TÜSİAD Yüksek İstişare Konseyi toplantısı, İstanbul’daki Sabancı Center’da bugün gerçekleştirildi. Toplantının açılış konuşmalarını TÜSİAD Yönetim Kurulu Başkanı Orhan Turan ve TÜSİAD Yüksek İstişare Konseyi Başkanı Tuncay Özilhan yaptı. Cumhurbaşkanlığı ve Milletvekili Genel Seçimleri’ne ilişkin değerlendirme yaparak konuşmasına başlayan Özilhan, şöyle konuştu:
“İKTİDAR VE MUHALEFET, PROGRAMLARI YAPICI ORTAMDA TARTIŞMADI: Türkiye, bunca yıllık demokrasi kültürü ve tarihiyle seçim yarışını adil rekabet koşullarında ve siyasi nezaket kuralları içinde yürütecek olgunluğa sahip.
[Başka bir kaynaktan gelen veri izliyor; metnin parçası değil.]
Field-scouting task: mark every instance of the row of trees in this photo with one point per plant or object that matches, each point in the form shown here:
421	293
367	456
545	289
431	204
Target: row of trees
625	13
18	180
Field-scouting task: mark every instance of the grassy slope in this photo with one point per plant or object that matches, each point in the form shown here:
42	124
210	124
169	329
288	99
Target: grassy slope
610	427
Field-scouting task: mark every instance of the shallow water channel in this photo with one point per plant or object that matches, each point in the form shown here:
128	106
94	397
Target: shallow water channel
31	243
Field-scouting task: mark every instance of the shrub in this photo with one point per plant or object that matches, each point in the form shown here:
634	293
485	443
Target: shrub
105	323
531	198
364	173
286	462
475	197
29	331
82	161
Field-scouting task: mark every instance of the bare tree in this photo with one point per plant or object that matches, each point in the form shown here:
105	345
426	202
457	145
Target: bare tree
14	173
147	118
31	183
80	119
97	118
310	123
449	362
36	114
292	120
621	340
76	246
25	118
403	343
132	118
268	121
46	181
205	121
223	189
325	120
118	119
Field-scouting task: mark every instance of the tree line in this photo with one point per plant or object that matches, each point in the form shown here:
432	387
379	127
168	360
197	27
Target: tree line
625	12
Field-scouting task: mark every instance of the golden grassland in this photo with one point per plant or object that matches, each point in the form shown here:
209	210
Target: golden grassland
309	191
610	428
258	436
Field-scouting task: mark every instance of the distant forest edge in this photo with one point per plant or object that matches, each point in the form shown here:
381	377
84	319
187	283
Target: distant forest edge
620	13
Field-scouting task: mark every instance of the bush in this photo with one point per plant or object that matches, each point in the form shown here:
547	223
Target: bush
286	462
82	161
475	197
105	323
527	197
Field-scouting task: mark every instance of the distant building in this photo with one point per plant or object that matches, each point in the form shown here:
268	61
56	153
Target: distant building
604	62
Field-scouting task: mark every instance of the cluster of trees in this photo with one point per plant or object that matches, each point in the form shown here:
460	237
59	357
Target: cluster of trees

Buna karşılık, geçtiğimiz seçim döneminin, iktidarın ve muhalefetin sıkıntılarımızı çözmek ve ülkemizi ileri taşımak için önerdikleri programları yapıcı bir ortamda tartışarak geçirdiğimizi söyleyemeyiz. Seçimleri çok yüksek katılım oranlarıyla ve siyasi olgunlukla tamamladık. Toplumumuz bir kere daha seçme hakkı konusundaki hassasiyetini ortaya koydu. 13. Cumhurbaşkanımız Sayın Recep Tayyip Erdoğan’ı, kabinesini ve Büyük Millet Meclisi’mize seçilmiş olan tüm vekillerimizi bir kez de buradan tebrik ediyoruz. Seçimlerin, çoğunluğun iradesini ortaya çıkartması demokrasinin çok önemli bir ayağı. Bir o kadar önemli olan demokratik standartların bulunduğu seviyeyi daha yukarı taşıyabilmek. Bu çerçevede demokrasi 85 milyon seçmenin tamamının ve tüm toplum kesimlerinin iradesinin, görüş ve tercihlerinin de gözetilmesini; temel haklarının, hukukunun korunmasını gerektirir. Ülkemizin temel konularında her türlü görüşün demokrasinin ilkeleri çerçevesinde gündeme gelebilmesini ve tartışılarak kararlaştırılmasını önemsiyoruz. Bu amaçla her parti liderinin kendi tabanına rol model olmasını, diğerlerini ötekileştirecek bir üsluptan kaçınmasını diliyoruz. İstişarenin, farklı görüşlerin ve eleştirinin demokrasimizi ileri taşıyacağına inanıyoruz. Bu parlamento döneminde temel hak ve özgürlüklerin hem bireysel hem de kollektif alanlarda çok daha yükselebilmesi için yeni bir heyecanla yeni bir atılım yapabilmeyi diliyorum.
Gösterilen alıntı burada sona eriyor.